The 34th Annual Mid-Nebraska RV and Boat Show has a new home this year in Grand Island, Neb.
While the event will still be at Fonner Park, this year it will be in the Nebraska State Fair Exhibition Building, the Grand Island Independent reported.
Tony Staab, owner of Rich and Sons RV of Grand Island, said the new location will allow exhibitors more floor space to show the public this year’s latest RV and boat offerings.
Rich and Sons RV, along with Dykeman’s Camper Place of Hastings, Eagle Crest RV of Grand Island, SeaLand Marine of Norfork and Brad’s Marine of Hastings, are this year’s sponsors of the Mid-Nebraska RV and Boat Show. The show will run from noon to 8 p.m. today (Jan. 28) and Saturday and from noon to 5 p.m. Sunday.
With the increase in space offered by the Exhibition Building, Staab said, his company will increase the number of RVs it will show to 44, with a total of 85 to 100 RVs on exhibit. He said the number of boats will be between 25 and 30.
For many years, the RV and boat show was in the Fonner Park concourse. Then it expanded to include the Heartland Events Center.
“This is the first year in the exhibition center, and it is all under one roof,” Staab said. “It will be a lot easier for people coming to see the RVs and boats.”
As with every year of the show for the last 34, it will feature the latest in RVs and boats.
“We always try to have something new and different,” Staab said. “We have new models and a lot of new and exciting things.”
For example, Staab said there will be a “patented” outdoor patio on one of the fifth-wheels, which will be located at the entrance of their display.
“There are some neat things that the RV industry has been doing this year,” he said. “Our manufacturers are staying on top of things.
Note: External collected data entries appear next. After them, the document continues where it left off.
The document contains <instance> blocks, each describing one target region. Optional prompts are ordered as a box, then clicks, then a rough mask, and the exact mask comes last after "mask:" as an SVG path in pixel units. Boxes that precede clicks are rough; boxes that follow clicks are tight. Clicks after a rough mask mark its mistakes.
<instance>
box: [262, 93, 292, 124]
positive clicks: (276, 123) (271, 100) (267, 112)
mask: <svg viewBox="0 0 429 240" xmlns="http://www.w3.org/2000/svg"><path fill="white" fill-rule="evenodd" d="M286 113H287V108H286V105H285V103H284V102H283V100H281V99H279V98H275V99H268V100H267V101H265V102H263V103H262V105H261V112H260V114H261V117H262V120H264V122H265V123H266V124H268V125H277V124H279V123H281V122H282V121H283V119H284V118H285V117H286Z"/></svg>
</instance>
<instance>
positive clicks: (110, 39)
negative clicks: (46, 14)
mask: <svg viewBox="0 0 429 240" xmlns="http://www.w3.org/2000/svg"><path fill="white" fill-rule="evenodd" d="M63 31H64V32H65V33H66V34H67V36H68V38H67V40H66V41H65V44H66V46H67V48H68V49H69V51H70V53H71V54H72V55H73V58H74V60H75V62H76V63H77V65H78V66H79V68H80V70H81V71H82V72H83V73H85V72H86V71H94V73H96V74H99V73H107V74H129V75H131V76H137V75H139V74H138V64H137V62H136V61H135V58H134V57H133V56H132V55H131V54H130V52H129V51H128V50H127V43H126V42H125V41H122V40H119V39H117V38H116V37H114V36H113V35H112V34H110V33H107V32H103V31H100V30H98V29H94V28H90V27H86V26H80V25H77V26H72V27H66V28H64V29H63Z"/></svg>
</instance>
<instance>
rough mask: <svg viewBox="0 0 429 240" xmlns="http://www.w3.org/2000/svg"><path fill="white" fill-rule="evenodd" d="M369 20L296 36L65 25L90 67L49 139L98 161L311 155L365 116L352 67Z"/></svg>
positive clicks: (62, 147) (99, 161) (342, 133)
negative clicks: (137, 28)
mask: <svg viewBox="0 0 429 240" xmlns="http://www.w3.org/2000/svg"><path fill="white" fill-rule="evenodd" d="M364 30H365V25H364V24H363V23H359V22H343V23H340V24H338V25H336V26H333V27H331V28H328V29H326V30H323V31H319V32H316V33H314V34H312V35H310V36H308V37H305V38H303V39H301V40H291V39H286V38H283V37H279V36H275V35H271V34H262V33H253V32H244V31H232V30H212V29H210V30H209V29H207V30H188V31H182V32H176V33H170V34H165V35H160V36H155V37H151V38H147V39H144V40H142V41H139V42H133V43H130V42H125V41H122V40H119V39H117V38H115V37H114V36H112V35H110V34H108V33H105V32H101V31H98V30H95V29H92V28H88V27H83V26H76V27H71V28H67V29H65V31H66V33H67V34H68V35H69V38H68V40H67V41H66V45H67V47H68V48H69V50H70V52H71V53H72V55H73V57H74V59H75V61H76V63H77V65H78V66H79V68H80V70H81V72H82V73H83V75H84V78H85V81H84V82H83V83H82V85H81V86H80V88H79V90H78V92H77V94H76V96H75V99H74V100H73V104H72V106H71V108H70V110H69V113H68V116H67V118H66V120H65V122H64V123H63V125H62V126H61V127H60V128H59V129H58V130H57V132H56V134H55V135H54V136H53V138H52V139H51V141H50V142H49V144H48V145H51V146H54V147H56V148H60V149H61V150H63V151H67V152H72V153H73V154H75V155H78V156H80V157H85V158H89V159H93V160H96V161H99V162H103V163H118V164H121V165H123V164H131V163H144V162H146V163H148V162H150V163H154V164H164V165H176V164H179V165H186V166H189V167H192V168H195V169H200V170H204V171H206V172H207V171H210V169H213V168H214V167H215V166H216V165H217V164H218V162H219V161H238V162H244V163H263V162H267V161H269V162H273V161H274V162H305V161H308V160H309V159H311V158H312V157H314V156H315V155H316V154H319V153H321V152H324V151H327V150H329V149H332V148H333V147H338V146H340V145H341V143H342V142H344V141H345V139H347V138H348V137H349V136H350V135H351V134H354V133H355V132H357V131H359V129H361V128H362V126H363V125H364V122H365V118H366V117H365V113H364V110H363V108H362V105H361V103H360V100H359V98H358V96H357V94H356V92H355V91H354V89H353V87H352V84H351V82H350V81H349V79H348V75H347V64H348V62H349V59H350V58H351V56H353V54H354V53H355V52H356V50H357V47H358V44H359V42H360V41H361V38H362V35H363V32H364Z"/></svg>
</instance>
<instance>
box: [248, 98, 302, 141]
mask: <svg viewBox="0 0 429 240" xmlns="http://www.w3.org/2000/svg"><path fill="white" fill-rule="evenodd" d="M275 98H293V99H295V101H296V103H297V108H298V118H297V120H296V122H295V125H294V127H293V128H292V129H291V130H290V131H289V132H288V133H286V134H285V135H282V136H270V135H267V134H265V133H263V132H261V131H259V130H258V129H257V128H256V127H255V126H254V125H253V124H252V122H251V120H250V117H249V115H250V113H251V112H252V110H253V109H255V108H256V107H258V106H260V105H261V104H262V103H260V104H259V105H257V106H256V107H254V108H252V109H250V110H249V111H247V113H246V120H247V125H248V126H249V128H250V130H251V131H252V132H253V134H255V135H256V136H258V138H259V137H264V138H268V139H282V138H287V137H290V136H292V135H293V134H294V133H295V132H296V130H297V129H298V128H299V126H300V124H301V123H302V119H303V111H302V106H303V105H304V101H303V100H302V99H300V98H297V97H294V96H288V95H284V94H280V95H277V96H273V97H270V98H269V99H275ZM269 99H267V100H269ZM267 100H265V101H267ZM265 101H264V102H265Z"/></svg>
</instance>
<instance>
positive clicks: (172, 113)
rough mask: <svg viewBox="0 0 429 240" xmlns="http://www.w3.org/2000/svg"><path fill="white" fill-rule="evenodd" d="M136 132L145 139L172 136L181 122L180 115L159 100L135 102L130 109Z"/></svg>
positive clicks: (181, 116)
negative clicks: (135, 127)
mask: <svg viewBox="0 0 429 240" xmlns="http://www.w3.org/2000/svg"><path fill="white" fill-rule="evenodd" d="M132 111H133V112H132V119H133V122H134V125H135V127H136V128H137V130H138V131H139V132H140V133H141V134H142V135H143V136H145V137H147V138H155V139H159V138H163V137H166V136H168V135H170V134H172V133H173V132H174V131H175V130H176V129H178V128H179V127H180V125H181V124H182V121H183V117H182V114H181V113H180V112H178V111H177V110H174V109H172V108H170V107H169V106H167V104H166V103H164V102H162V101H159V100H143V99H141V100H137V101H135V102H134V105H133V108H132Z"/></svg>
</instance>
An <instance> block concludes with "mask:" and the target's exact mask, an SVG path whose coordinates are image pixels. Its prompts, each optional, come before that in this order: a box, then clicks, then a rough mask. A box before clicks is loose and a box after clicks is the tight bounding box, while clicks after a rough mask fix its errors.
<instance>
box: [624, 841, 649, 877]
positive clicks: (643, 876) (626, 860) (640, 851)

We’ve got some new things to show people.”
Staab said the market for RVs has been doing “very well.”
“We are getting ready for another good year,” he said. “What it all boils down to is our economy has been pretty steady and solid, mainly because of our agricultural base.”
The Recreation Vehicle Industry Association (RVIA) said its year-end shipment total for towable and motorized RVs in 2010 was 242,300 units.
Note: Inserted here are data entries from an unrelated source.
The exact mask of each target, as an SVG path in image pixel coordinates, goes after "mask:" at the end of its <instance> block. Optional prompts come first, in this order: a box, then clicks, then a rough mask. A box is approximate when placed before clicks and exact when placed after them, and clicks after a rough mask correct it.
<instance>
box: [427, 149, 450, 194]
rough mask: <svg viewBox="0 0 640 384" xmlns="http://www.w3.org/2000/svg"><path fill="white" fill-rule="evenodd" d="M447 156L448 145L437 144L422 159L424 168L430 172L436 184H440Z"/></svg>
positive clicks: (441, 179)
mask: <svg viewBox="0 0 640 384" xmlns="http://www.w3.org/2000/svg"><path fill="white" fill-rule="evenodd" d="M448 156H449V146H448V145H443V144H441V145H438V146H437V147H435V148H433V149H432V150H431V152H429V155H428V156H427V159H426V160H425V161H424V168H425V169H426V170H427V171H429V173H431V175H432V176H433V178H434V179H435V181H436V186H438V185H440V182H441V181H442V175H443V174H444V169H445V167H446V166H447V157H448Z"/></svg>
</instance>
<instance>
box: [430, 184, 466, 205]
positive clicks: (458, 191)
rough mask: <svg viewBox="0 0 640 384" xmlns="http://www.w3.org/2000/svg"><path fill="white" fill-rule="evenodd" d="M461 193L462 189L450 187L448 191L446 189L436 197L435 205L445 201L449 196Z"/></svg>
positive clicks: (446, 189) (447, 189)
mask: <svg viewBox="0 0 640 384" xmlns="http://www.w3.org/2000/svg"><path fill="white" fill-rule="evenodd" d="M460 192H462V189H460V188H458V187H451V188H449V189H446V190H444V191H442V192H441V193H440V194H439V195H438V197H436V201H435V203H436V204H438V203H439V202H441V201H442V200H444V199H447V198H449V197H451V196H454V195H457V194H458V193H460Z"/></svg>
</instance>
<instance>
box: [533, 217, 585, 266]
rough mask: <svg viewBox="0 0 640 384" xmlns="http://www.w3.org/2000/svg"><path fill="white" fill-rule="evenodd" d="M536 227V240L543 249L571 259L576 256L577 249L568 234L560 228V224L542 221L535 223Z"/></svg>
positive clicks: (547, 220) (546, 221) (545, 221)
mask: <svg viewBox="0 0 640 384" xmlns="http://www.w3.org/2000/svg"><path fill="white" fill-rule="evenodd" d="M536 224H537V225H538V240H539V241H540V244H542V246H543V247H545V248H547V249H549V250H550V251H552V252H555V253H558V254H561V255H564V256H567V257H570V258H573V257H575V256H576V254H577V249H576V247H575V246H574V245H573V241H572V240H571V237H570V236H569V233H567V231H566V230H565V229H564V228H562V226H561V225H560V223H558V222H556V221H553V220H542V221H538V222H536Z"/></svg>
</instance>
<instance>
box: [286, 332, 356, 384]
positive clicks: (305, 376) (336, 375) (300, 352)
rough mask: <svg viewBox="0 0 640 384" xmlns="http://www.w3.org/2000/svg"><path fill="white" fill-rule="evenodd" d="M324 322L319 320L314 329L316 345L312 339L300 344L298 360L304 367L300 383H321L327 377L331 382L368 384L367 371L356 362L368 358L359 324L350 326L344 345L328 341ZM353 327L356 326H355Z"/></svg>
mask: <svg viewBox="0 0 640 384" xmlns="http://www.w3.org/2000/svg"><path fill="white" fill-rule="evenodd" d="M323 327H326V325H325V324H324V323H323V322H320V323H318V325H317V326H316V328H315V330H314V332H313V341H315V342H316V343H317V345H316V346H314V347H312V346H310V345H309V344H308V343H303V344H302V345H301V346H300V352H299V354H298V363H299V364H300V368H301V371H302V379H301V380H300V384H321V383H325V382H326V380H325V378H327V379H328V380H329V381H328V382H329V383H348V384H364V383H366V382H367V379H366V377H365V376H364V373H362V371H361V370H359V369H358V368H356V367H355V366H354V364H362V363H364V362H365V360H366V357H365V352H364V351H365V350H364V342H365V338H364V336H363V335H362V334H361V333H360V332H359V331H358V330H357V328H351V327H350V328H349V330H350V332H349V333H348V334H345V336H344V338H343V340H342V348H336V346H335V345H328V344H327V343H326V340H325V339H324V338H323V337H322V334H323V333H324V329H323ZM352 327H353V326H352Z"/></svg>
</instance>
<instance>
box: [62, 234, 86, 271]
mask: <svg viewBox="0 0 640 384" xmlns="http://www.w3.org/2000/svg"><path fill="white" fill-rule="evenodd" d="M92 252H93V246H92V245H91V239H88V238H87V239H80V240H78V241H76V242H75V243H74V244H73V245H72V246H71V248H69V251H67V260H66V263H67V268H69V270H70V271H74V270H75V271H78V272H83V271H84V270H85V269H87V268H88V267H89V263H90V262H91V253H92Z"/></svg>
RVIA expects a total of 246,000 shipments this year — a 4% increase over the 2010 forecast. Increases are expected for every type of RV in 2011, with the gains mainly due to improvements in retail sales rather than the restocking needs of the dealer networks.
The recreational boat market — which includes boats, propulsion systems and accessories — is projected to rebound from depressed 2009 levels and grow 9.3% annually through 2014. Powerboats will pace the boat category, driven by technological advances such as newer propulsion systems and more advanced electronics.
While many people associate an RV with retirees, Staab said the average age of his customers is in the low 40s.
“It is something people are finding that, while their kids are still young and they still think mom and dad are still fun to be around, they are using their family times on the weekends and taking them camping,” he said.
RV dealers are always bringing in new models, he said, allowing people either to trade up or buy their first RV.
“What we are also finding is that interest rates are extremely low, and we have good low rates for the show that we have negotiated with the banks,” Staab said. “Between that and the discounts, it is a great thing for people to find their RV with spring right around the corner.”